Sleeping Nude (1955)
About this artwork
Eardley frequently painted clothed figures, but this starkly painted nude is unique in her work. The figure is painted in confident, block-like brushstrokes in the manner of Nicolas de Staël. The model was Eardley’s friend Angus Neil, who posed for her on a number of occasions in the late 1940s and early 1950s. The painting aroused controversy when it was exhibited in Edinburgh in 1955 since it was considered daring for a woman to paint a naked man. After receiving such unfavourable press, Eardley did not complete any similar subjects.
- title: Sleeping Nude
- accession number: GMA 897
- artist: Joan EardleyEnglish (1921 - 1963)
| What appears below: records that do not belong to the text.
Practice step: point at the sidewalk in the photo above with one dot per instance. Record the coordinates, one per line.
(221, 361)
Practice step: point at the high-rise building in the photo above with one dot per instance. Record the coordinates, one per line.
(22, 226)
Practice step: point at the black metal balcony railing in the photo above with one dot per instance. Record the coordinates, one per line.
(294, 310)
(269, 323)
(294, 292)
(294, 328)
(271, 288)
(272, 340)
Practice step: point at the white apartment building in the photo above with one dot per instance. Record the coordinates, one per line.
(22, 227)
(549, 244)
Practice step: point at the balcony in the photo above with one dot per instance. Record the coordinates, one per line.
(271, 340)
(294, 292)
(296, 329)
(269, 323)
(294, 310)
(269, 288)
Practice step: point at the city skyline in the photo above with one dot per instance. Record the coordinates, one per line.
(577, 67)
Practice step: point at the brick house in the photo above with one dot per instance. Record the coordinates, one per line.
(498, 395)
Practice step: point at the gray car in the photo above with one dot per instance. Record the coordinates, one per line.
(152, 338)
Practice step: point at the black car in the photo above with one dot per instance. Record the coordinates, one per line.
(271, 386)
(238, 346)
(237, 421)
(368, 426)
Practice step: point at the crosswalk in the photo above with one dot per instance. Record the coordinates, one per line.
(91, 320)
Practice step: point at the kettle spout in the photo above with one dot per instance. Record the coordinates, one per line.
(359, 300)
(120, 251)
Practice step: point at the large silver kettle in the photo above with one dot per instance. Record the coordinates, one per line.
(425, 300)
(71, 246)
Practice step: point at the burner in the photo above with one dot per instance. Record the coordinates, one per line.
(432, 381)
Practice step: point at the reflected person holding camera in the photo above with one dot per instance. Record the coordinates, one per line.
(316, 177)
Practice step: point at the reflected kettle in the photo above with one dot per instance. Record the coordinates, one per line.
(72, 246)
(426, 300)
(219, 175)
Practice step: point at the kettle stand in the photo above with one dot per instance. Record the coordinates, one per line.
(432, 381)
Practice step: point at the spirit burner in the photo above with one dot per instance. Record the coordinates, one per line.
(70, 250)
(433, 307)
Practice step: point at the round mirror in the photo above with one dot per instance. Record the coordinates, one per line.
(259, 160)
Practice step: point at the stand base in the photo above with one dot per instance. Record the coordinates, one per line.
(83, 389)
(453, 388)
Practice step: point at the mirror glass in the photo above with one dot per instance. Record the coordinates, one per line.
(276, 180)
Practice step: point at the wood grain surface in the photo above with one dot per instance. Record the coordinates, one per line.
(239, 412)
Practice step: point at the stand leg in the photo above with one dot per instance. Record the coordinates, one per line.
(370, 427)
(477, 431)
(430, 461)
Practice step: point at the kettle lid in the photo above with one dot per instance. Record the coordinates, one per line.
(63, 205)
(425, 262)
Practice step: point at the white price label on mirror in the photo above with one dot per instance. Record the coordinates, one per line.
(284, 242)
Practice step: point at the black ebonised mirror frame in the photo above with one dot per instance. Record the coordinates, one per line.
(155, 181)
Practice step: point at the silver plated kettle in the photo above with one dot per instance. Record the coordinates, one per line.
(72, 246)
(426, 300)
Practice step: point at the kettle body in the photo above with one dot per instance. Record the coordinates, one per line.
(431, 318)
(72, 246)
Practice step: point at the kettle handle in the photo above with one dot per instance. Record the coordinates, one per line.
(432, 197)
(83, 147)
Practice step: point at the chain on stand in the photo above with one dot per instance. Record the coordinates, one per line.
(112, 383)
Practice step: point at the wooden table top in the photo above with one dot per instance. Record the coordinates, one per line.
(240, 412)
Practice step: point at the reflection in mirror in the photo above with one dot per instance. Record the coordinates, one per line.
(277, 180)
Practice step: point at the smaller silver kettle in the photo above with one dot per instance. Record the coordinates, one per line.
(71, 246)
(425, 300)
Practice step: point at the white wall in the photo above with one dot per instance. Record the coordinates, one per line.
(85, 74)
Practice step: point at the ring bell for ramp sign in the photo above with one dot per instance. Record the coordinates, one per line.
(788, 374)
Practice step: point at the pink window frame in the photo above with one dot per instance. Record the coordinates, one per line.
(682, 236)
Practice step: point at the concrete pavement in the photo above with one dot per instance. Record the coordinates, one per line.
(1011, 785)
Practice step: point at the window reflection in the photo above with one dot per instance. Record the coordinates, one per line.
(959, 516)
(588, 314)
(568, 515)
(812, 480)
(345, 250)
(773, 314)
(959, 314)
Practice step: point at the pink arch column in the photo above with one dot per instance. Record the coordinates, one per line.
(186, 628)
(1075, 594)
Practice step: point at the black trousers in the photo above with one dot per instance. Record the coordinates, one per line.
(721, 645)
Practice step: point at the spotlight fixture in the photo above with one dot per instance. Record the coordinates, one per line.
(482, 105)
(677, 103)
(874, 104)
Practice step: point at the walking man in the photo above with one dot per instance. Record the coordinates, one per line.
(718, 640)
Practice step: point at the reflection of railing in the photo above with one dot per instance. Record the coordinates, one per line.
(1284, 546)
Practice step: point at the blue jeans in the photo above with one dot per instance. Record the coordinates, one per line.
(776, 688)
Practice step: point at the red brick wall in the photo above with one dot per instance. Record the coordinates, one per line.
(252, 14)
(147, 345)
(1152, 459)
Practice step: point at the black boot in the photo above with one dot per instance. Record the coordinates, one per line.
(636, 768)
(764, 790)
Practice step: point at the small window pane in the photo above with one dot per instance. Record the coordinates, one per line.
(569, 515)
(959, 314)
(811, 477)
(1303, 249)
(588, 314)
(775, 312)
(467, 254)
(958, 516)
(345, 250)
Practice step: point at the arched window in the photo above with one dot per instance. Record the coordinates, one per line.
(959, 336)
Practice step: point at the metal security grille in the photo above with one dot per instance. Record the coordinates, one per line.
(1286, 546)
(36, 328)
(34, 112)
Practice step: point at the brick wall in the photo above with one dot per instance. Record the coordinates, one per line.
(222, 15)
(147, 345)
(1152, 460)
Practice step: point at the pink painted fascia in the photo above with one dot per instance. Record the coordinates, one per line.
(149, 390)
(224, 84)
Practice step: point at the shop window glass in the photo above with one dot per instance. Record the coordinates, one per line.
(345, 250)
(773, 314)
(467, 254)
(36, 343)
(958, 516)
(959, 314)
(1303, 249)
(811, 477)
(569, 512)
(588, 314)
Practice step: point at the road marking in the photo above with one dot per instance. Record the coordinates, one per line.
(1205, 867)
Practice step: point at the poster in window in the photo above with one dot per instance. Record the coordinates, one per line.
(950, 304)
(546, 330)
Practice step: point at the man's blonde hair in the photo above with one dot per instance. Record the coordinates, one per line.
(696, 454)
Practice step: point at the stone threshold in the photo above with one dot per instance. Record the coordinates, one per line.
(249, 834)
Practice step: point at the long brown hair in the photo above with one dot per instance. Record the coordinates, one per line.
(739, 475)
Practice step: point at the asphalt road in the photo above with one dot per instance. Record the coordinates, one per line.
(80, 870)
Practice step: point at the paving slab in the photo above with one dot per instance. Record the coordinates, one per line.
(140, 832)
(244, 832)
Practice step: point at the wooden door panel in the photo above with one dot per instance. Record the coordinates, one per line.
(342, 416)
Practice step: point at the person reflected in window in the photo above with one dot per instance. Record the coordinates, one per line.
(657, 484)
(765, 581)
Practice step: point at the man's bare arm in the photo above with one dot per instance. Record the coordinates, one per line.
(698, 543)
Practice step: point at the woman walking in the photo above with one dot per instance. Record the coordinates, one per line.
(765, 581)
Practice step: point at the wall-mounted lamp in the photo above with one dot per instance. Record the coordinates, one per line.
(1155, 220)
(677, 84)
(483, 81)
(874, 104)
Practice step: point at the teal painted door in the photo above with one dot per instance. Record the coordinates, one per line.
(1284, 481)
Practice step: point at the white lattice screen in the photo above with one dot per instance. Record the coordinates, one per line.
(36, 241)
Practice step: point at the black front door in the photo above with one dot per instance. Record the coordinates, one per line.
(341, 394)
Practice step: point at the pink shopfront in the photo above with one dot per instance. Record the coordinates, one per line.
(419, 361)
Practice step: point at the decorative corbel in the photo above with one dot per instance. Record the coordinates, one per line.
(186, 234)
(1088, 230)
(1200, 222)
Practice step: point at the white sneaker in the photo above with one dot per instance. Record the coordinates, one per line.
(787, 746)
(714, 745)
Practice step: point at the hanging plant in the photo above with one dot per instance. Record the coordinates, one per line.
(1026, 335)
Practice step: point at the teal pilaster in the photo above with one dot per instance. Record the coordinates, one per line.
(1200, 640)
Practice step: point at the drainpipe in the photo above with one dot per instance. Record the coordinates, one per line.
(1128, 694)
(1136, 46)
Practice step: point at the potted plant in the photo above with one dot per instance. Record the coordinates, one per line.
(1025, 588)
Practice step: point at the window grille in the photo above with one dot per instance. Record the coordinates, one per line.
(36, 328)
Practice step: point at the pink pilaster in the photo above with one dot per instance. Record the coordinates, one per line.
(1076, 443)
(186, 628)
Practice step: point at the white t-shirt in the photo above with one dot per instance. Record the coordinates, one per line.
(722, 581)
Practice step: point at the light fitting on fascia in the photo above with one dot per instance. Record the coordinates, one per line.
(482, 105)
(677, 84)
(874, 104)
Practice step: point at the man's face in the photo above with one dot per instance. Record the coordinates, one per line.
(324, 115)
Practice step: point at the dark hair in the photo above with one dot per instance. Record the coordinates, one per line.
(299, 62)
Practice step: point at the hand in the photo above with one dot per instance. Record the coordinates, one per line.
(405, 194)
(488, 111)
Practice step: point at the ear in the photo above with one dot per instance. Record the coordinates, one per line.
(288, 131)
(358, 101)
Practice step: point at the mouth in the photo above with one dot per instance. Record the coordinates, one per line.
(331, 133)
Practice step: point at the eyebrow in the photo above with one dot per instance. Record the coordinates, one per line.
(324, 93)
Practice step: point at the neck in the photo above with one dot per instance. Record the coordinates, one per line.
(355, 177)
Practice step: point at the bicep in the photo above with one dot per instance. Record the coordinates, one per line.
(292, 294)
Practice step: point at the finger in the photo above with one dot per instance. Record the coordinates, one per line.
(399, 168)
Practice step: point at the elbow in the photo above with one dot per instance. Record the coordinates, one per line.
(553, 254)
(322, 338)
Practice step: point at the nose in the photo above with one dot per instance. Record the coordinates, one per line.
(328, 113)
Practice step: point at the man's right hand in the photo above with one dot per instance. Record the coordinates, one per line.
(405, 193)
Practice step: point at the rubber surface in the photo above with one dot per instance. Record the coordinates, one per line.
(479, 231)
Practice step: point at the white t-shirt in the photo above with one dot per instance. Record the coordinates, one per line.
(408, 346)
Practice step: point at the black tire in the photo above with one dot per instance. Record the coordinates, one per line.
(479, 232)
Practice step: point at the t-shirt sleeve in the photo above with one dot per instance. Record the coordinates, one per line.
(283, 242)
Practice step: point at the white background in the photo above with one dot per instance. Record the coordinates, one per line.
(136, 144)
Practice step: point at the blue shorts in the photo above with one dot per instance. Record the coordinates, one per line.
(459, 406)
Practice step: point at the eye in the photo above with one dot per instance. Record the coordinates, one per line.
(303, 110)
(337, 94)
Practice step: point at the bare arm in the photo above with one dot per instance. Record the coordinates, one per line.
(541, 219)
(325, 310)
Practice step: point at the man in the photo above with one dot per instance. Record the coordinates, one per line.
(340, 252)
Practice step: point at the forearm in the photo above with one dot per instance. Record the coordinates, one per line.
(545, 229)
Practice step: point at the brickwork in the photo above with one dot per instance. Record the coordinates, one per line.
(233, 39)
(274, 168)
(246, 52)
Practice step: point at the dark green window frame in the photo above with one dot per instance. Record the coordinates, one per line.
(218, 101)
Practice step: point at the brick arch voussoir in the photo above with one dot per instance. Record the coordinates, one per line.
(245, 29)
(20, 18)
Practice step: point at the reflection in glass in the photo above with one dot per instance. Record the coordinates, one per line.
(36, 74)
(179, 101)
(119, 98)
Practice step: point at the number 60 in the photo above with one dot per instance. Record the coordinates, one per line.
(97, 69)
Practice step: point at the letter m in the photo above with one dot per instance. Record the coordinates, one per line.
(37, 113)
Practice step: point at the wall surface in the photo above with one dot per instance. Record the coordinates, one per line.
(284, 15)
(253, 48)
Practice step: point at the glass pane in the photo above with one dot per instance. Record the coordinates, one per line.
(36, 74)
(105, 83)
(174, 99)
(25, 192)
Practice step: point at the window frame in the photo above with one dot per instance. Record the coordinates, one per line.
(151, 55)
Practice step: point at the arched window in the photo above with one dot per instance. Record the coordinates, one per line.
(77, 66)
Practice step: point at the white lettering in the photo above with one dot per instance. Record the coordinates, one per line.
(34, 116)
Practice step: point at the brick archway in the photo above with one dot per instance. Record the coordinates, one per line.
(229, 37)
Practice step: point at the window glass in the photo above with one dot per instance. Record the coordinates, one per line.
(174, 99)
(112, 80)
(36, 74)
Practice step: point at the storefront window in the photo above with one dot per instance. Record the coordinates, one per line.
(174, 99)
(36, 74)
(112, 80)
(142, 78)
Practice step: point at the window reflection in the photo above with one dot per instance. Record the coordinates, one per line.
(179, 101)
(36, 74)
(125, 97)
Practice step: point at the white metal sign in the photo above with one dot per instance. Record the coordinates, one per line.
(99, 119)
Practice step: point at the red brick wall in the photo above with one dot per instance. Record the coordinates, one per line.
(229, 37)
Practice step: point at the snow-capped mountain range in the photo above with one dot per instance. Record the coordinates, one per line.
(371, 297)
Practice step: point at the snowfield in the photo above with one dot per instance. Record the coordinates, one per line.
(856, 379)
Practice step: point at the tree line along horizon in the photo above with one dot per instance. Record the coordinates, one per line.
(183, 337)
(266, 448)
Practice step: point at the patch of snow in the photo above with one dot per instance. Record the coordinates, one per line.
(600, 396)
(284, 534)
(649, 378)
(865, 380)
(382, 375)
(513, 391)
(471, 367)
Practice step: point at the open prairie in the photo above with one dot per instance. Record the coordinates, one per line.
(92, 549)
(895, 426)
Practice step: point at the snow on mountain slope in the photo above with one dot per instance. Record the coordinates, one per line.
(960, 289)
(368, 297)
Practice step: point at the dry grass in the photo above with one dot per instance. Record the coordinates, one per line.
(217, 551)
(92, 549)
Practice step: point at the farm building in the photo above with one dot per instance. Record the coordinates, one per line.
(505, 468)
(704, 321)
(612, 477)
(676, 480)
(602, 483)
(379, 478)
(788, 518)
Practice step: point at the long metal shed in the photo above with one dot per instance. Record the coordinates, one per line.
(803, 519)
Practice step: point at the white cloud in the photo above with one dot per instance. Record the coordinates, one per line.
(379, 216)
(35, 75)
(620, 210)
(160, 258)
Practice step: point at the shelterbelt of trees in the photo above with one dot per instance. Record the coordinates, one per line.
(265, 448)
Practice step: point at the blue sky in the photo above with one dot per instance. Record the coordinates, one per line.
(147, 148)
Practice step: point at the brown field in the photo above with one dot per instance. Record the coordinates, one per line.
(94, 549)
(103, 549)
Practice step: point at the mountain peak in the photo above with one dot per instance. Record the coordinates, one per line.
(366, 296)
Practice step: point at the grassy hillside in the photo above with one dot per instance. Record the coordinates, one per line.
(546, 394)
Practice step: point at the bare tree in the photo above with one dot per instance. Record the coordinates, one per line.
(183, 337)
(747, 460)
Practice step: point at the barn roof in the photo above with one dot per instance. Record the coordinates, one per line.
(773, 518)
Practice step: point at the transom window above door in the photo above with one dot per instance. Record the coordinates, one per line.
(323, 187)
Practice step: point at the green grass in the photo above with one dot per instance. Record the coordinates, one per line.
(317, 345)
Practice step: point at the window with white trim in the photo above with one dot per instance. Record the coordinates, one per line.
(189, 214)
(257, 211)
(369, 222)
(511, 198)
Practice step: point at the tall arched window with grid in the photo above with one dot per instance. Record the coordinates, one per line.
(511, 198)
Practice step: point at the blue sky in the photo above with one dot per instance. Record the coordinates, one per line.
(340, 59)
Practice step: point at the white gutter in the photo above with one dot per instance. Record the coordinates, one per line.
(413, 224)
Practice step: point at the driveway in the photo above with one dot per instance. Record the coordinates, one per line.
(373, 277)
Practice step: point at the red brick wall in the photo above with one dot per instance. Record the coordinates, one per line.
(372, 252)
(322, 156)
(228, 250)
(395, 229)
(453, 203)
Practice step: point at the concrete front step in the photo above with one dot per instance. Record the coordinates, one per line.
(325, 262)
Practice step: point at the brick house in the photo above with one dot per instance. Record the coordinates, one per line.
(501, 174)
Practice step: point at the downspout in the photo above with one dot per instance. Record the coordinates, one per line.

- gallery: Scottish National Gallery Of Modern Art (Modern Two)(On Display)
- object type: Painting
- subject: Nudity
- materials: Oil on canvas
- date created: 1955
- measurements: 76.00 x 155.20 cm
- credit line: Presented by Mrs Irene Eardley 1964
- copyright: © Estate of Joan Eardley. All Rights Reserved, DACS 2016
- photographer: Antonia Reeve
Born in Sussex, Eardley moved to Glasgow at the outbreak of war. She studied at Glasgow School of Art and at Hospitalfield House under James Cowie. Cowie helped to shape her preference for everyday subjects. In 1949 Eardley rented a studio in the centre of Glasgow, and a few years later moved to Townhead, where the local street children were her preferred subjects. She bought a cottage in the small fishing village of Catterline, south of Aberdeen, in 1954. There, her favourite subjects were the village and sea, particularly in stormy weather. Eardley died of cancer in August 1963. Her ashes were scattered on the beach at Catterline.